Pascal les encomendó una tarea muy peligrosa, de la cual es poco probable que varios sobrevivan. Y por eso mismo todos se aseguraron de ir preparados. Los ratones se armaron de clavos oxidados, trozos de vidrio y cualquiera cosa metálica y filosa que estuviera al alcance de sus patas. Se amarraron una chincheta en la espalda y usaron papel aluminio para crear cascos y otras armaduras.
Los ratones solo tenían que distraer al árbol y a los humanos mientras que Pascal, Nerol ponían la bomba cerca del él y la hacían estallar. Sonaba sencillo, pero las complicaciones no tardarán en aparecer. Los ratones estaban de suerte porque todos los humanos tenían los pies descalzos. Una de las reglas de la secta era que todos tenían que quitarse los zapatos para poder entrar. Tanto el árbol como el pasto detestaban la suciedad de los zapatos.
Los ratones llamaron a los humanos con un chillido bélico y atacaron las zonas más vulnerables de los humanos: sus pies. Pinchaban, mordían, apuñalaban, cortaban todo lo que podían dejando su marca en la piel y bañándose de sangre en el proceso. los humanos trataban de defenderse como podían pero los ataques eran demasiado rápidos y los ratones, demasiado escurridizos.
Pero no todos fueron pequeñas victorias para los ratones.
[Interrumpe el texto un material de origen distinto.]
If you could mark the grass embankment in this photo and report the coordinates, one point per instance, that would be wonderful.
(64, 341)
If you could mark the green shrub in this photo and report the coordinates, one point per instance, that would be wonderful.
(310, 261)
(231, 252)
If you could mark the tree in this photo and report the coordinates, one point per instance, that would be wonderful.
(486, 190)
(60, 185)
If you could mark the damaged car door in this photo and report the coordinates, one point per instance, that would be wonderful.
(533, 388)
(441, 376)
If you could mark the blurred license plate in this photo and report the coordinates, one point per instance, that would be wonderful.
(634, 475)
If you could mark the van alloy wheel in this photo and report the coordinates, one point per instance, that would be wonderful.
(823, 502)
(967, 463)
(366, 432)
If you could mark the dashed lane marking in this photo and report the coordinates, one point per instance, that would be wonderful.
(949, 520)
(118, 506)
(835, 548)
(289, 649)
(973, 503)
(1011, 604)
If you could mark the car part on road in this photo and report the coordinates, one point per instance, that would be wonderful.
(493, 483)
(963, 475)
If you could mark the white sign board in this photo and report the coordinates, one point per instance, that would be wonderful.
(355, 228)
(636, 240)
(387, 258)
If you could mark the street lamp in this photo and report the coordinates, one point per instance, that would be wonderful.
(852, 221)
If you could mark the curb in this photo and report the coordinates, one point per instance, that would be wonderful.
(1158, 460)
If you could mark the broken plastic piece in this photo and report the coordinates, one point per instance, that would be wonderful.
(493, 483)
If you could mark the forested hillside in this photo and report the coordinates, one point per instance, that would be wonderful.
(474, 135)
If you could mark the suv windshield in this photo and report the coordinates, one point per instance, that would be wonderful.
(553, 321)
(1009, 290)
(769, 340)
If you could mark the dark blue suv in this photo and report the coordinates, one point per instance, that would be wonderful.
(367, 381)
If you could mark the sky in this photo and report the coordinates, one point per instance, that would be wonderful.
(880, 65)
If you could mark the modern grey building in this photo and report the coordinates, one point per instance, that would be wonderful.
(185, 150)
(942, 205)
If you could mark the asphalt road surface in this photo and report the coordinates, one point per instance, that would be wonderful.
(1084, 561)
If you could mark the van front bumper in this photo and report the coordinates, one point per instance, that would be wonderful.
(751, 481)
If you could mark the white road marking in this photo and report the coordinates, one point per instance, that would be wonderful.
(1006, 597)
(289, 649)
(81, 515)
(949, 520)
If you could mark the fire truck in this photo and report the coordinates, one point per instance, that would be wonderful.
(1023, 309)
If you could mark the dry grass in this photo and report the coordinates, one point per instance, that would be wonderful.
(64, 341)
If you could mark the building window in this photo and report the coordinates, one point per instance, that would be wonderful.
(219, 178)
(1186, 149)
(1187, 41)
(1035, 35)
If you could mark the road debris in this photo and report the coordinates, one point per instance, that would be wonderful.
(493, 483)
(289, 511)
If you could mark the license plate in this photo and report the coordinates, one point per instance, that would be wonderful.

Los humanos aprovecharon la ventaja del tamaño para pisar a los ratones, rompiéndoles algunos huesos; agarrarlos, aguatando el dolor de los mordiscos y los pinchazos, y arrojarlos lejos cual bala olímpica; o solo darles una buena patada.
La balanza se invirtió en cuestión de minutos y los humanos tomaron el control de la situación. Los ratones morían o quedaban heridos a mayor velocidad y los humanos se mostraban más resistentes a sus ataques.
En medio del ataque los ratones se quedaron con un pensamiento colectivo: Esta es una misión suicida.
Otro grupo de ratones, igual de armado, cargaba una pequeña botella de aceite. Vació el contenido en el pasto, bañando a las hojas de un aceite con mucho colesterol. Con la ayuda de un encendedor prendieron la zona derramada creando una pequeña llamarada que causó que el árbol lanzara un grito desgarrador.
—¡Apaguen ese fuego y aniquilen a esos malditos ratones! — ordenó el árbol.
Esta vez el árbol decidió intervenir en la situación.
Las hojas del pasto crecieron hasta envolver a los ratones y cubrirlo, impidiendo cualquier movimiento de su parte. Los ratones se quedaron a merced de los humanos, quienes los aplastaron sin piedad. Su sacrificio no fue en vano. Si consiguieron distraer el árbol, el tiempo suficiente para que Eduardo Zúñiga pueda salir de su prisión de césped y presionar el botón que activaría su bomba.
La explosión causó que el árbol aullara de dolor e hizo que el pasto se calmara y liberara a los ratones. El evento explosivo alejó a los humanos de los roedores y fueron a ayudar a su dios dañado. Solo sobrevivieron un quinto de la manada. Estos, heridos y bañados en sangre, vieron los restos de los suyos (frescos y en alto estado de descomposición), al igual que las otras especies que sobresalían en ese jardín de muerte (incluidos los humanos).
Solo quedaba una cosa por hacer.
—¡Retirada! — gritaron todos al mismo tiempo.
Los ratones salieron corriendo del jardín, cual zona de guerra de tratase. Aprovecharon que el árbol no tenía control del pasto y salieron por la cerca. Algunos vecinos que pasaban por ahí se espantaron al ver a tantos ratones saliendo de la casa del señor Ricardo. Una señora se desmayó. Se hubieran desmayado más personas si hubieran visto al número inicial de ratones (cinco veces más de los que están saliendo ahora mismo) salir. Los ratones no le tomaron importancia a lo que pensaran los humanos. Solo querían escapar de ese hogar infernal. Lo único que les importaban era su supervivencia.
Que Pascal y Nerol se las arreglen solos.